Rechercher la justice ou pratiquer l'ascèse ? Etudier la sagesse, la philosophie ou la théologie ? M'engager dans l'action sociale ou me retirer dans l'isolement et la prière ? Militer pour de nouvelles politiques sociales ou agir bénévolement dans la discrétion de mon voisinage ?

"Maître, que dois-je FAIRE ?"

Intéressante illustration de l'ILLUSTRE dans son édition du 11 octobre 1995 : "De la loi à la foi " y lit-on ! Avocat à 20 ans, ermite à 34 ans. Son avenir était tracé et brillant. Nicolas BUTTET a pourtant choisi de se retirer dans un ermitage en Valais. "Parcours d'un apprenti sage " et l'article de précieux Ser en gros caractères : "J'EN AI MARRE DES THEORIES, JE VEUX TRAVAILLER AVEC LE COEUR ".

"Maître, que dois-je FAIRE ?"

Question importante ! N'y va-t-il pas de la vie éternelle ? L'homme qui, dans notre texte d'Evangile la pose est un légiste : un spécialiste de l'Ancien Testament, en particulier de la Loi de Moïse, la fameuse Thora. Quelqu'un d'honnête, de compétent, qui mettait beaucoup d'énergie à transcrire la Thora en un Code. C'est grâce à ce code que chaque Israélite pouvait savoir ce qu'il était juste de faire en toutes circonstances de sa vie !

Pour mieux saisir l'enjeu de la question et de la discussion que notre homme entreprend avec Jésus, ce qu'il nous faut savoir, c'est que les légistes, en particulier chez Luc, sont hostiles à Jésus. C'est donc dans un climat de méfiance et de ruse que fuse la question.
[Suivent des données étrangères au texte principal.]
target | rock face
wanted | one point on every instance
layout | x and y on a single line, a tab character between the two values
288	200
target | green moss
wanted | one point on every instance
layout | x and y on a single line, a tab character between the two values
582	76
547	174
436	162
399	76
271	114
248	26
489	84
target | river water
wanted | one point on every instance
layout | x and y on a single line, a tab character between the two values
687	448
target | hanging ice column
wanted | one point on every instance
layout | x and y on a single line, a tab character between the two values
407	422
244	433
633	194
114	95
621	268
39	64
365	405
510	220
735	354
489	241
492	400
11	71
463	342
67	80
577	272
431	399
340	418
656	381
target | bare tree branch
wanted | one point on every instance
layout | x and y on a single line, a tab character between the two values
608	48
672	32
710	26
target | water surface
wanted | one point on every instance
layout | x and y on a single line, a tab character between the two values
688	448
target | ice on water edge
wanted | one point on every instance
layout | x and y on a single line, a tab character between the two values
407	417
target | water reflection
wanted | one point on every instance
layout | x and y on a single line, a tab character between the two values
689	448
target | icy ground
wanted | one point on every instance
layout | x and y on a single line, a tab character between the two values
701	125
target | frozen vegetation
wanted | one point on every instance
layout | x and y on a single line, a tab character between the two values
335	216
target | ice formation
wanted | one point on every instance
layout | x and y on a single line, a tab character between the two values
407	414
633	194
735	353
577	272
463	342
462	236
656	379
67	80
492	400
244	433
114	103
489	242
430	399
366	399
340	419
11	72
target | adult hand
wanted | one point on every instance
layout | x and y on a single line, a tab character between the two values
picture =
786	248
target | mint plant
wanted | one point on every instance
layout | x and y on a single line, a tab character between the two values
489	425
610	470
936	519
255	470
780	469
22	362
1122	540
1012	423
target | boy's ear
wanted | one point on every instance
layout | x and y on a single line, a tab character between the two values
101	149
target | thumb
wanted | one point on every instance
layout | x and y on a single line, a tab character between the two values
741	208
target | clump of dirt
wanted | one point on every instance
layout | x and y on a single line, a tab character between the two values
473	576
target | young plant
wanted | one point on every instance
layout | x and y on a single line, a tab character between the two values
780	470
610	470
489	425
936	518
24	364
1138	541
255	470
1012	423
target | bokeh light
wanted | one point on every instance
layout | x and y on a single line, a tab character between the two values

UNE QUESTION FONDAMENTALE : UN PIEGE !

"Maître, que faut-il que je fasse...?"

Pas de doute, le légiste ne vient pas s'informer. Il vient mettre Jésus à l'épreuve. C'est en fait un piège qu'il lui tend. En fin connaisseur de la Thora, il connaît la réponse. Ce qu'il veut, c'est compromettre Jésus. Son but : tester son interlocuteur, vérifier ses tendances.

Voici le piège : Jésus est coincé; quelle que soit la réponse, il sera disqualifié. Disqualifié, s'il est traditionaliste: il n'apporte rien de neuf,. Disqualifié, s'il est déviationniste, car, dans ce cas, il s'oppose à Moïse.

"Dans la loi, qu'est-il écrit ? Comment lis-tu ?"

Jésus refuse le jeu, prend la question au sérieux. Dès lors, le légiste est obligé de se la poser sérieusement. Jésus renvoie le légiste à sa loi ! C'est ainsi que Jésus prend le légiste également au sérieux. Celui-ci doit annoncer la couleur ! Et Jésus d'approuver les connaissances de notre spécialiste : "bien répondu!"

Pourtant, une bonne réponse, ça ne suffit pas :"Fais cela et tu auras la vie!" ajoute Jésus. La saine doctrine ne suffit pas. Encore faut-il qu'elle se vérifie dans la pratique. Il ne suffit pas de savoir ce qu'est la vie, ni même de savoir ce qu'il faut faire pour avoir la vie! Encore faut-il qu'elle se vérifie dans la pratique. Il ne suffit pas de savoir ce qu'est la vie, ni même de savoir ce qu'il faut faire pour avoir la vie! Encore faut-il la vivre, cette vie ! Et je vous prie, Monsieur le légiste, avec savoir-vivre, ce dont vous n'avez pas su faire preuve quand vous avez mis Jésus à l'épreuve !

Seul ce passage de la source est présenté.